Matti Schneider edited this page Nov 15, 2022 · 1 revision

Goals

Publishing a manually reviewed and cleaned dataset enables:

  1. improving its quality;
  2. documenting its limitations;
  3. reusing it easily;
  4. if so wished, stopping maintaining the instance that produces it.

Problem definition

Along the life of an instance, unsatisfactory versions of documents might be extracted from snapshots. For example, they might be changes unrelated to terms, or empty documents, or change language… Such unsatisfactory versions decrease the value of the dataset: it becomes impossible to measure the actual number of changes, for example.
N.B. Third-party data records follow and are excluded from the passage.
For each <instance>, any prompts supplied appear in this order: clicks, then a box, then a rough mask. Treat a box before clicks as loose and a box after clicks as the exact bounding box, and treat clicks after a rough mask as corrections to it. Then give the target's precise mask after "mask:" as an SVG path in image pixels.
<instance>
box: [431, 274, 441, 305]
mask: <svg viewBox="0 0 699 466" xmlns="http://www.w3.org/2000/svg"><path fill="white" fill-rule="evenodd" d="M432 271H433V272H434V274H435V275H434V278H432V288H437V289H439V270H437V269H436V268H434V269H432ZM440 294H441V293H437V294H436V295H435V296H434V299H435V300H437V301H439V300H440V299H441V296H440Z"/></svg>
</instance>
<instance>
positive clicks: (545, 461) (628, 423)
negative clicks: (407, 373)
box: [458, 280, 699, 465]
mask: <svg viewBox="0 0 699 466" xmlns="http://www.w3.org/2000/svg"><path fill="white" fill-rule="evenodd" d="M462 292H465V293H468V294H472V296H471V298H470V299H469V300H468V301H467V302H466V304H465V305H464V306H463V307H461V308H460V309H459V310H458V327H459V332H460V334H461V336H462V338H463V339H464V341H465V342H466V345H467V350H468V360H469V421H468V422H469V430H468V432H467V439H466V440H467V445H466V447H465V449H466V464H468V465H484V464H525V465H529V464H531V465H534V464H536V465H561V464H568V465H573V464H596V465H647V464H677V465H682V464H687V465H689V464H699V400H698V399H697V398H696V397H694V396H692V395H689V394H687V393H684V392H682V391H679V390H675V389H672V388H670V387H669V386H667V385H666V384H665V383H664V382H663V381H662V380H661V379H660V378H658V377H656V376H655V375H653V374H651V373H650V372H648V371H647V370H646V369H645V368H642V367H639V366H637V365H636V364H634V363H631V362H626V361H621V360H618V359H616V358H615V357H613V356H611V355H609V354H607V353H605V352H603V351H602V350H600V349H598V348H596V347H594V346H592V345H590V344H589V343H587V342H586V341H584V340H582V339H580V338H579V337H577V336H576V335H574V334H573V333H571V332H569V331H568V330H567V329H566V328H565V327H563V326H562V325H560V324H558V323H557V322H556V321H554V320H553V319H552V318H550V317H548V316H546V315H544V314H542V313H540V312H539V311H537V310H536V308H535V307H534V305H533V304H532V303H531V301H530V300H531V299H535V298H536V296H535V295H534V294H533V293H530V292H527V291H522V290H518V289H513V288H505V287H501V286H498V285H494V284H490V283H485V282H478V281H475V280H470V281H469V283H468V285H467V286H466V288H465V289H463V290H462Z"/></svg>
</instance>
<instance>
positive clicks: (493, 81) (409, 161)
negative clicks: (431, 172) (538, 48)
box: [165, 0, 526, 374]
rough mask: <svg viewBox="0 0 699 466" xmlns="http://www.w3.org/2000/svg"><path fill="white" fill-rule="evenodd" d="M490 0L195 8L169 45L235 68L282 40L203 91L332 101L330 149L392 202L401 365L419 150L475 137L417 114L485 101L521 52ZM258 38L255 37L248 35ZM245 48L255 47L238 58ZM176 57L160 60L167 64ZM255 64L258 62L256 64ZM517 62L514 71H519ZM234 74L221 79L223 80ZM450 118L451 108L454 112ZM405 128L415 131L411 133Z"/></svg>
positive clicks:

Reviewing and cleaning the dataset entails correcting the history of declarations, identifying some snapshots to skip, and extracting new versions from the snapshots based on this information. In the end, the whole versions history will be rewritten and overwritten. The declarations will be completed. All the original snapshots are left unchanged and the previous state of the versions is still available, allowing auditability.

Process

  • Iterate on every service
  • Iterate on every document type
  • Iterate on every snapshot
  • Extract version
    • This will automatically erase refilters. Indeed, refilters are only historical artifacts: they correct a version that should not have been recorded as it was in the first place.
  • If the version cannot be generated:
    • If the snapshot is unexploitable, skip it. A snapshot is unexploitable if it does not contain the tracked document. We have encountered so far:
      • Empty content
      • Botwall
      • Loginwall
      • Cookiewall
      • Server error
      • Exception: if the provider is in a certain manner unable to provide the document to its expected audience, and not only to Open Terms Archive, this should be tracked (e.g. undergoing maintenance)
    • If the snapshot is exploitable, correct declaration. Potential reasons are:
      • Some selector is wrong. Usually, that means the history date for applying that selector is wrong (otherwise the declaration was wrong from the beginning). Take the fetchDate of the last snapshot that does not fail to generate a version as validUntil
  • If the generated version markup differs significantly, remove changes that do not reflect a change in the document content itself.
    • We have encountered so far:
      • Switching list styles (ordered to unordered list)
      • Switching between mobile and desktop pages
      • Switching between geographic region-optimised layouts
      • Switching between languages (934bddb9cdf40e7c53b5c43d0db3dc393e2a2eb4)
      • Switching between different browser-optimised layouts
      • Note: these should happen less and less as:
        • The Core is optimised to minimise such changes (single user agent)
        • Deployment is optimised to minimise such changes (single well-known IP)
        • Operations are optimised to minimise such changes (single process instead of parallel, decreasing the number of requests)
    • Known tactics, by order of preference:
      1. Declare both layouts in the same declaration
        • By using mutually exclusive selectors where each is applicable only in one case, yet the combination covers all cases
      2. Unify markup with filters (e.g. unwrap final destination URL of a link from a query parameter, replace some tags by others…)
      3. Skip the snapshot entirely (e.g. alternating between mobile and desktop pages). Choosing which ones to skip in the alternative is done with the following constraints:
        1. Maximise version quality (more markup, better readability)
        2. Maximise frequency (at least one version a day)
        3. Minimise changes to declaration
        4. Minimise declaration complexity
  • Review versions and apply some sanity checks
    • Add filters